Door troostliedjes dieper in de put


Geplaatst in Theaterrecensies op . Gepubliceerd in: de Volkskrant

Als je ergens mee zit, dan kun je maar het beste even uit het raam kijken. Daarmee koop je in ieder geval wat tijd. Thomas Acda heeft anderhalf jaar een beetje wezenloos uit het raam gestaard. Bijna veertig jaar oud, sterfgeval in de familie, een scheiding en een gevecht om de voogdijschap van zijn kind hadden de fut er behoorlijk uitgehaald. En dan stapte zijn vriend en muzikale kameraad Paul de Munnik ook nog eens doodleuk in de tourbus met ‘de bejaarde’ Kees Prins en JP den Tex. ‘Rock & Rollator-show, met Willeke Alberti in het voorprogramma’, bitst Acda tegen zijn overspelige vriend.

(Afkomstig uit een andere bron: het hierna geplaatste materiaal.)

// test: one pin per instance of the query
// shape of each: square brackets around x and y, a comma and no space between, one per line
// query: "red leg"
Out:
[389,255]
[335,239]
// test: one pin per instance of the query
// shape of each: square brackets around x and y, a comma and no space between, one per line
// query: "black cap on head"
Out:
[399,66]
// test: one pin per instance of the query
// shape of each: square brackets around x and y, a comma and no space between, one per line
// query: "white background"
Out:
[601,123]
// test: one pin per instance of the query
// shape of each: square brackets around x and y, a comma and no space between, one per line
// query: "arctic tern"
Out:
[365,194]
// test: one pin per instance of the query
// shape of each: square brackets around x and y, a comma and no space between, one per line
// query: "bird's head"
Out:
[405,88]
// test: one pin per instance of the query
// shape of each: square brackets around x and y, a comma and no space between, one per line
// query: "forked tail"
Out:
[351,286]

Maar De Munnik laat de andere helft van de vroegere hitmachine niet echt in de steek. Als Acda dan zijn huis niet uit wil, dan komt de berg maar naar Mohammed, en wordt er in de huiskamer van Thomas Acda gespeeld.
We hebben dat natuurlijk wel vaker gezien (onder meer bij Brigitte Kaandorp), dat een programma zich bij de artiest thuis afspeelt, maar het blijft een intrigerende vorm. Het persoonlijke aspect, zo belangrijk bij cabaret, wordt er nog eens extra door benadrukt.

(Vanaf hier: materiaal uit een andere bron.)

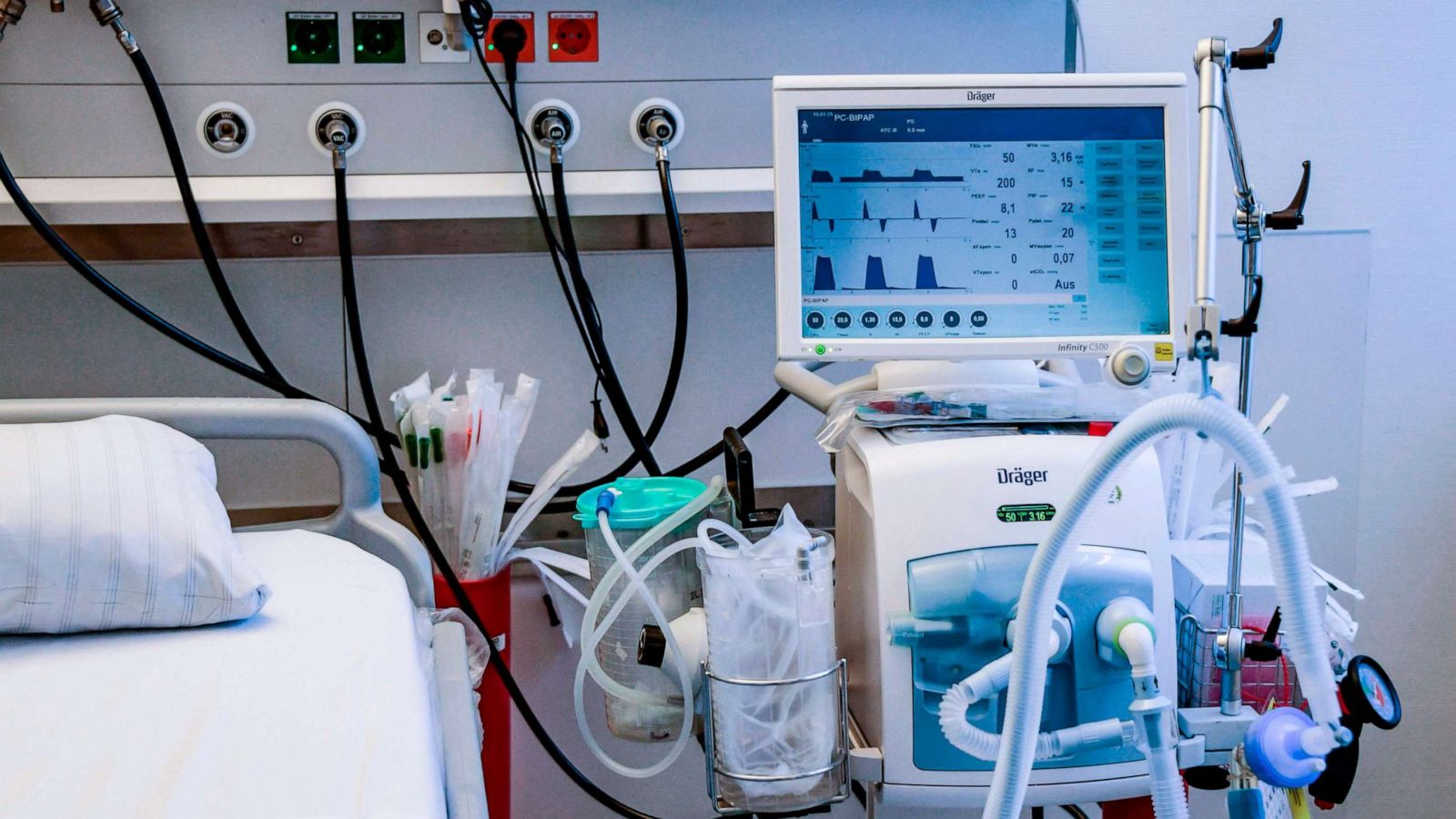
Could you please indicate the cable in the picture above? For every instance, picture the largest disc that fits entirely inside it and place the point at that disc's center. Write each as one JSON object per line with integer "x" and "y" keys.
{"x": 674, "y": 230}
{"x": 116, "y": 295}
{"x": 194, "y": 216}
{"x": 611, "y": 383}
{"x": 351, "y": 308}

Zo nu en dan wordt het raam in huize Acda opengegooid om de zware lucht van de midlife crisis even te laten ontsnappen en horen we de straatgeluiden. Maar het geronk van de buitenwereld wordt toch het grootste deel van de tijd overstemd door muziek. Om precies te zijn, de liedjes van de cd Nachtmuziek, die al bijna een half jaar op de markt is. Het is geen opgewekt album, een beetje zeurderig zelfs, met weinig up tempo nummers. Acda specialiseert in liedjes over mensen die weggaan of sterven. ‘Troostliedjes’ noemt het tweetal de veertien liedjes van de cd, maar sommige luisteraars zullen er zelfs een beetje dieper door in de put worden geduwd.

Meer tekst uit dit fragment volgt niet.